In [2]:
from importlib.metadata import version

import matplotlib
import tiktoken
import torch
import torch.nn as nn
import numpy as np

# Define Model

In [None]:
GPT_CONFIG_124M = {
    "vocab_size": 50257,    # Vocabulary size
    "context_length": 1024, # Context length
    "emb_dim": 768,         # Embedding dimension
    "n_heads": 12,          # Number of attention heads
    "n_layers": 12,         # Number of layers
    "drop_rate": 0.1,       # Dropout rate
    "qkv_bias": False       # Query-Key-Value bias
}

In [4]:
# Overall structure
class GPTModel(nn.Module):
    def __init__(self, cfg):
        super().__init__()
        self.tok_emb = nn.Embedding(cfg["vocab_size"], cfg["emb_dim"])
        self.pos_emb = nn.Embedding(cfg["context_length"], cfg["emb_dim"])
        self.dropout = nn.Dropout(cfg["drop_rate"])
        
        self.trf_blocks = nn.Sequential(
            *[TransformerBlock(cfg) for _ in range(cfg["n_layers"])])
        
        self.final_norm = LayerNorm(cfg["emb_dim"])
        self.out_head = nn.Linear(
            cfg["emb_dim"], cfg["vocab_size"], bias=False
        )
        self.tok_emb.weight = self.out_head.weight # weight_tying, Raschka suggests that the model is easier to train without weight tying

        self.apply(self._init_weights)
        # apply special scaled init to the residual projections, per GPT-2 paper
        for pn, p in self.named_parameters():
            if pn.endswith('proj.weight'):
                torch.nn.init.normal_(p, mean=0.0, std=0.02/((2 * cfg["n_layers"]))**0.5)

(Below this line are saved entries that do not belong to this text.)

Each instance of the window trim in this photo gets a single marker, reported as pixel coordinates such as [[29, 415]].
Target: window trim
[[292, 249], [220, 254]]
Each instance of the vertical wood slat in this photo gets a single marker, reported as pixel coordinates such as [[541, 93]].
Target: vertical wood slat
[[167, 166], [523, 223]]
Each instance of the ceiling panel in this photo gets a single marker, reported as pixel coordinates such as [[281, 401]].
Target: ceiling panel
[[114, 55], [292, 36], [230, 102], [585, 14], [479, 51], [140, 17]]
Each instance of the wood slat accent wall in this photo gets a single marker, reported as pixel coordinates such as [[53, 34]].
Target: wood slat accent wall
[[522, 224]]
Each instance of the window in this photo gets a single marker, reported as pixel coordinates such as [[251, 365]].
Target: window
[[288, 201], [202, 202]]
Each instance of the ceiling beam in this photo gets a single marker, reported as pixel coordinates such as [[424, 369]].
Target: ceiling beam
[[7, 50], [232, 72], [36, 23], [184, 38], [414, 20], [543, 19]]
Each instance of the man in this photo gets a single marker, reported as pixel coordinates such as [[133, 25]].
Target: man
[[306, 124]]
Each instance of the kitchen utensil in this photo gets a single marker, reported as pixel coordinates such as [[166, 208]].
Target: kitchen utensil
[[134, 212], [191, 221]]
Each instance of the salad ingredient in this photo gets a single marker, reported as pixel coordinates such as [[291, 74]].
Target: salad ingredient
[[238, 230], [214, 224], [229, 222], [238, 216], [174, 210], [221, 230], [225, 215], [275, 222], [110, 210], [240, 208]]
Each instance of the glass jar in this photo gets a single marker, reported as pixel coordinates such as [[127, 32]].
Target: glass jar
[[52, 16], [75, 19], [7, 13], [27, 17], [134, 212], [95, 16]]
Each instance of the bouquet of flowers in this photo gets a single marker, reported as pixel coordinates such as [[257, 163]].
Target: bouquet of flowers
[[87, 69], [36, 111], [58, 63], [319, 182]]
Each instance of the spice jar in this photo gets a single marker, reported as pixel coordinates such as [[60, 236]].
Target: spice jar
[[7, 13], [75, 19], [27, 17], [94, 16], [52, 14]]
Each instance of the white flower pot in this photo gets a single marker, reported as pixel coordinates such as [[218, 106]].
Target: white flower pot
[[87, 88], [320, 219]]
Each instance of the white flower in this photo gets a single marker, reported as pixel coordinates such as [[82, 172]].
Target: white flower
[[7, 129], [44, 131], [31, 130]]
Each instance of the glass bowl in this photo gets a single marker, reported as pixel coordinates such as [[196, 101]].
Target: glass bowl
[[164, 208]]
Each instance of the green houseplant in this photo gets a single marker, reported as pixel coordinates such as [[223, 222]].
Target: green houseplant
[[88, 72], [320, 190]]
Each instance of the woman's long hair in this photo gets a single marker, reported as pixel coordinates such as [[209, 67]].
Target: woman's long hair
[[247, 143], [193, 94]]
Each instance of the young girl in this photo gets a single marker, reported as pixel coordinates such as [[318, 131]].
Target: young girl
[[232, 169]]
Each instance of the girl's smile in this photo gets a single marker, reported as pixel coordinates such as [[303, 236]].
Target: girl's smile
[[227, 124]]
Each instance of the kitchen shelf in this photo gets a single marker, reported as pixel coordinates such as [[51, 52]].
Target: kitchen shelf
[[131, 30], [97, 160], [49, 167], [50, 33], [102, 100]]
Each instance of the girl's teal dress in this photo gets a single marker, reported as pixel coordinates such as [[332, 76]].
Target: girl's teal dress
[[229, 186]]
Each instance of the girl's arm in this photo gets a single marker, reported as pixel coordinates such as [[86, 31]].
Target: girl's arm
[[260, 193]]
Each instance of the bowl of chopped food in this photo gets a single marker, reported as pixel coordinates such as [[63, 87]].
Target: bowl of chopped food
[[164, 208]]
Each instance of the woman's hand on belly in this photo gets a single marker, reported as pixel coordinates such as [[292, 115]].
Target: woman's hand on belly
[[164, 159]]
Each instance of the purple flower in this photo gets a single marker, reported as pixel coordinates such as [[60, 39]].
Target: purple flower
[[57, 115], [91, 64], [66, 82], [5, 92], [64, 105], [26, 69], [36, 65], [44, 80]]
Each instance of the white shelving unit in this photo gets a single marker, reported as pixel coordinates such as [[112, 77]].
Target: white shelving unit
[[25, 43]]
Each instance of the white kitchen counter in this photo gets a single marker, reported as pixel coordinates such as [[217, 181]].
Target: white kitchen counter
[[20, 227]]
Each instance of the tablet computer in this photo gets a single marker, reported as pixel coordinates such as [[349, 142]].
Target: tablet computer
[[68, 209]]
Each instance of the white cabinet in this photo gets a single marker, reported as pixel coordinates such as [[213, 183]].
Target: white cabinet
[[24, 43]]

    def _init_weights(self, module, std = 0.02):
        if isinstance(module, nn.Linear):
            torch.nn.init.normal_(module.weight, mean=0.0, std=std)
            if module.bias is not None:
                torch.nn.init.zeros_(module.bias)
        elif isinstance(module, nn.Embedding):
            torch.nn.init.normal_(module.weight, mean=0.0, std=std)

    def forward(self, in_idx):
        batch_size, seq_len = in_idx.shape
        tok_embeds = self.tok_emb(in_idx)
        pos_embeds = self.pos_emb(torch.arange(seq_len, device=in_idx.device))
        x = tok_embeds + pos_embeds  # Shape [batch_size, num_tokens, emb_size]
        x = self.dropout(x)
        x = self.trf_blocks(x)
        x = self.final_norm(x)
        logits = self.out_head(x)
        return logits

In [6]:
class LayerNorm(nn.Module):
    def __init__(self, emb_dim):
        super().__init__()
        self.eps = 1e-5
        self.scale = nn.Parameter(torch.ones(emb_dim))
        self.shift = nn.Parameter(torch.zeros(emb_dim))

    def forward(self, x):
        mean = x.mean(dim=-1, keepdim=True)
        var = x.var(dim=-1, keepdim=True, unbiased=False)
        norm_x = (x - mean) / torch.sqrt(var + self.eps)
        return self.scale * norm_x + self.shift

In [10]:
class TransformerBlock(nn.Module):
    def __init__(self, cfg):
        super().__init__()
        self.att = MultiHeadAttention(
            d_in=cfg["emb_dim"],
            d_out=cfg["emb_dim"],
            context_length=cfg["context_length"],
            num_heads=cfg["n_heads"], 
            dropout=cfg["drop_rate"],
            qkv_bias=cfg["qkv_bias"])
        self.ff = FeedForward(cfg)
        self.norm1 = LayerNorm(cfg["emb_dim"])
        self.norm2 = LayerNorm(cfg["emb_dim"])
        self.dropout = nn.Dropout(cfg["drop_rate"])

    def forward(self, x):
        shortcut = x
        x = self.norm1(x)
        x = self.att(x)  # Shape [batch_size, num_tokens, emb_size]
        x = self.dropout(x)
        x = x + shortcut  # Add the original input back

        # Shortcut connection for feed forward block
        shortcut = x
        x = self.norm2(x)
        x = self.ff(x)
        x = self.dropout(x)
        x = x + shortcut  # Add the original input back

        return x

In [12]:
class MultiHeadAttention(nn.Module):
    def __init__(self, d_in, d_out, num_heads, context_length, dropout=0.0, qkv_bias=False):
        super().__init__()

        assert d_out % num_heads == 0, "embed_dim is indivisible by num_heads"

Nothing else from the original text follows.